Ein Priester spricht den Segen. Und bald schon werden aus den Strassen Felder, aus den Häusern Hütten und aus den Autos Fahrräder, Ziegen und Federvieh.




number nine

Kind Nummer neun war ihr zu anstrengend. Eine Beckenendlage - der Körper geboren, der Kopf noch im Leib der Mutter. Die Beine fest zusammengepresst; sie kann, will nicht mehr...dann soll das Kind eben sterben, sagt sie. Und das tut es, unter meinen Händen hört das kleine Herz auf zu schlagen. Der Puls wird schwächer, die Zeit zwischen den Herzschlägen wird gross und grösser, bis schliesslich kein Nächster mehr kommt. Das kleine Wesen verlässt diese Welt – nur einen halben Blick hat es darauf geworfen. 

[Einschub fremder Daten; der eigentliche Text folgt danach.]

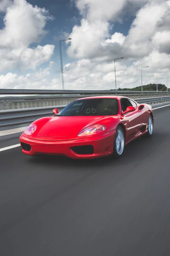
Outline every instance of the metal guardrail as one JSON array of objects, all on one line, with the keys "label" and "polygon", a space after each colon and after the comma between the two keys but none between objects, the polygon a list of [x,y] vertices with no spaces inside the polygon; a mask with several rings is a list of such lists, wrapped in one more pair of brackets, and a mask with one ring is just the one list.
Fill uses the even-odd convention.
[{"label": "metal guardrail", "polygon": [[[170,101],[170,96],[135,100],[139,104],[153,104]],[[0,111],[0,127],[11,126],[30,123],[35,120],[44,116],[54,115],[52,110],[57,108],[60,111],[65,105],[54,106],[45,108],[33,108],[22,109],[13,109]]]},{"label": "metal guardrail", "polygon": [[[105,91],[99,91],[100,93],[102,91],[104,91],[105,93],[98,94],[96,93],[83,94],[82,93],[81,94],[65,94],[65,95],[48,94],[27,95],[25,96],[13,95],[13,96],[6,96],[3,95],[3,96],[0,97],[0,111],[67,105],[73,101],[80,98],[106,95]],[[106,91],[106,92],[108,91]],[[112,91],[111,93],[107,93],[106,94],[107,95],[116,95],[116,93],[115,92],[116,92],[117,91]],[[86,92],[90,92],[90,91],[86,91]],[[144,92],[143,93],[138,92],[138,93],[136,93],[135,92],[132,93],[131,91],[125,91],[124,92],[123,91],[123,93],[122,92],[122,91],[119,91],[119,93],[117,94],[119,96],[129,97],[132,99],[143,99],[148,98],[148,97],[149,98],[154,98],[155,97],[170,96],[170,92],[169,93],[165,92],[159,92],[158,93],[156,92],[150,92],[149,93]]]},{"label": "metal guardrail", "polygon": [[20,90],[20,89],[0,89],[0,95],[52,95],[52,94],[109,94],[114,93],[114,94],[117,94],[120,93],[164,93],[170,94],[170,92],[166,91],[143,91],[143,92],[139,91],[132,91],[132,90]]}]

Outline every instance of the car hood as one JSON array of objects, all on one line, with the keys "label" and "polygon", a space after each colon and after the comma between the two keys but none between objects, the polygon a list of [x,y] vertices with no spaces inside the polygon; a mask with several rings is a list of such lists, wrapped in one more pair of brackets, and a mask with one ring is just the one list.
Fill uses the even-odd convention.
[{"label": "car hood", "polygon": [[91,124],[96,123],[103,116],[54,116],[47,120],[37,135],[41,137],[65,137],[77,132]]}]

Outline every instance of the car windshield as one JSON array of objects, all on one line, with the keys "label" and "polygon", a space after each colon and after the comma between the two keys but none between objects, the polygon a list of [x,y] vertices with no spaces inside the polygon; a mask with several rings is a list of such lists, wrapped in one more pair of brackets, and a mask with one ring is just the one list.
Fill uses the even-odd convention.
[{"label": "car windshield", "polygon": [[112,116],[118,113],[119,103],[116,99],[88,99],[71,102],[57,116]]}]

Der Telefonanruf kam beim letzten Bissen Nshima, als der Körper des Kindes schon draussen war, der Kopf noch drinnen und die Hebamme sich nicht mehr zu helfen wusste. Rote Staubstrasse entlang rennen, die Schuhe sitzen unpraktischerweise etwas zu locker, die ersten Regentropfen fallen. Kleider nicht gewechselt...noch immer gibt es im Swiss House keinen Schirm – banale Gedanken. Bei Ankunft ist das Kind auch da, wird beatmet, hat einen Herzschlag und macht sonst keinen Wank. Weiter beatmen, der Kreislauf stabilisiert sich, die Atmung ist nicht in Gang zu bringen...der Entscheid aufzuhören. Gleichzeitig hat die Frau angefangen, vermehrt zu bluten. Nicht überraschend bei der neunten Geburt und trotzdem gerade etwas ungünstig. Einer kümmert sich um das Kind, einer um die Frau. Mehr oder weniger zerstreute Schüler stehen mehr oder weniger brauchbar zur Seite.

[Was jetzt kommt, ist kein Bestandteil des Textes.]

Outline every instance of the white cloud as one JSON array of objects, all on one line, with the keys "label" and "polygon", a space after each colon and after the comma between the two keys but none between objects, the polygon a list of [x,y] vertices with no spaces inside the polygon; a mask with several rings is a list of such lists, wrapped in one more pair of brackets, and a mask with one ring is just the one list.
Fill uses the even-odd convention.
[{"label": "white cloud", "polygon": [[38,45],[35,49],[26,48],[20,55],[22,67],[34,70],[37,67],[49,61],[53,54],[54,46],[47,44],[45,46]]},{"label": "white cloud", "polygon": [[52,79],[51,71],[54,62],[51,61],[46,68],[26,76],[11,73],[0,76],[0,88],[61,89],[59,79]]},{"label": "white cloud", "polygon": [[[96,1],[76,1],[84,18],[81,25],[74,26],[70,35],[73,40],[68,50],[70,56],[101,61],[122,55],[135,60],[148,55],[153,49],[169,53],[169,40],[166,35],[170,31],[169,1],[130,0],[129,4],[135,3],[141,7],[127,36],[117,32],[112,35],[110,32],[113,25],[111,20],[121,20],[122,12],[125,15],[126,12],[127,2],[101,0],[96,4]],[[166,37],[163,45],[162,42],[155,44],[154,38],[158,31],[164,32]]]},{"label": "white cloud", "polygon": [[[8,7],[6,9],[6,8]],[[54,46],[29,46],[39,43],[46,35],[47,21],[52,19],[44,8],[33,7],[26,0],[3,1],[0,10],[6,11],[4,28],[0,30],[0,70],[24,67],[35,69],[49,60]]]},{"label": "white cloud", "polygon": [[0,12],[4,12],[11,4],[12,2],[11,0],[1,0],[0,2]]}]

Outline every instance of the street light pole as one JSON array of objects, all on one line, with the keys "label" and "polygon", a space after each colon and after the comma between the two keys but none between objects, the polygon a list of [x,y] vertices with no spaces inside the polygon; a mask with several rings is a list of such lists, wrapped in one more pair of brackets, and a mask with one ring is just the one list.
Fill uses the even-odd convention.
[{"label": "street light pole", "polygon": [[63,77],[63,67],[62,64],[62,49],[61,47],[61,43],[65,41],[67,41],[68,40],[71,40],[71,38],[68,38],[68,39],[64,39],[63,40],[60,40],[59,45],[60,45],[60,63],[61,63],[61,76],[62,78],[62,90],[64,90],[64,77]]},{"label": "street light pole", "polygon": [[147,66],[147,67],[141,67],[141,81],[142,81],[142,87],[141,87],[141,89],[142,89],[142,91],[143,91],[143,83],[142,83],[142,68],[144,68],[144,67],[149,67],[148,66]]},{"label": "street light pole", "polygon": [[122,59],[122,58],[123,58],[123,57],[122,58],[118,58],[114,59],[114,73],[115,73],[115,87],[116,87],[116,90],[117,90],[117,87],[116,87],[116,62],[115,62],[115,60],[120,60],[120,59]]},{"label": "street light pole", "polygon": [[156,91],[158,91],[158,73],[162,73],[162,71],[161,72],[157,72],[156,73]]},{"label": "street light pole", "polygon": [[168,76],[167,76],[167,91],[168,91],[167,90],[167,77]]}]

Das Erlebnis zum Anlass genommen, sich die revidierten Empfehlungen der Schweizerischen Gesellschaft für Neonatologie 2012 zu Gemüte zu führen. In der Einleitung Hinweise zur guten Planung und optimalen Kommunikation zwischen Hebamme, Geburtshelfer und Kinderarzt. Weiter unten die Betreuung der Eltern, der Teamentscheid zum Abbruch der Reanimationsmassnahmen. Hier besteht das Team aus zwei Personen und aus ganz viel Gott. Er ist auch der Hauptbestandteil des Careteams für das mitgenommene Personal. Und ebenso die Hoffnung für die zwanzigjährige frischgebackene Mutter auf der Wochenbettstation mit einer Milz so gross, wie eine Geburtstagstorte und einem Hämoglobin von 5g/dl trotz wiederholter Bluttransfusionen. Eine Stunde eher hat sie im Schwall eine Bettpfanne voll Frischblut erbrochen. Die Therapie besteht aus einer weiteren Bluttransfusion, Vitamin K und tender loving care. Und der Verlegung nach Mansa. PPI gibt es keine. Da kommt ein Anruf des katholischen Priesters gerade recht: glucksendes Lachen am anderen Ende der Leitung – vielleicht doch eine direkte Verbindung zu Gott - und die Worte eines Freundes. Nirgends enden Telefongespräche so abrupt wie hier: Talktime aufgebraucht, kein Rubbellos zum Nachladen im Haus. Für das Aufladen der Zuversicht hat es allerdings gereicht. Und nirgends werden Gespräche so unbekümmert wieder aufgenommen - wann immer es die Zeit will.
Die beiden nur leicht erschwerten Geburten am Morgen sind bereits im Verlauf des Tages entschwunden.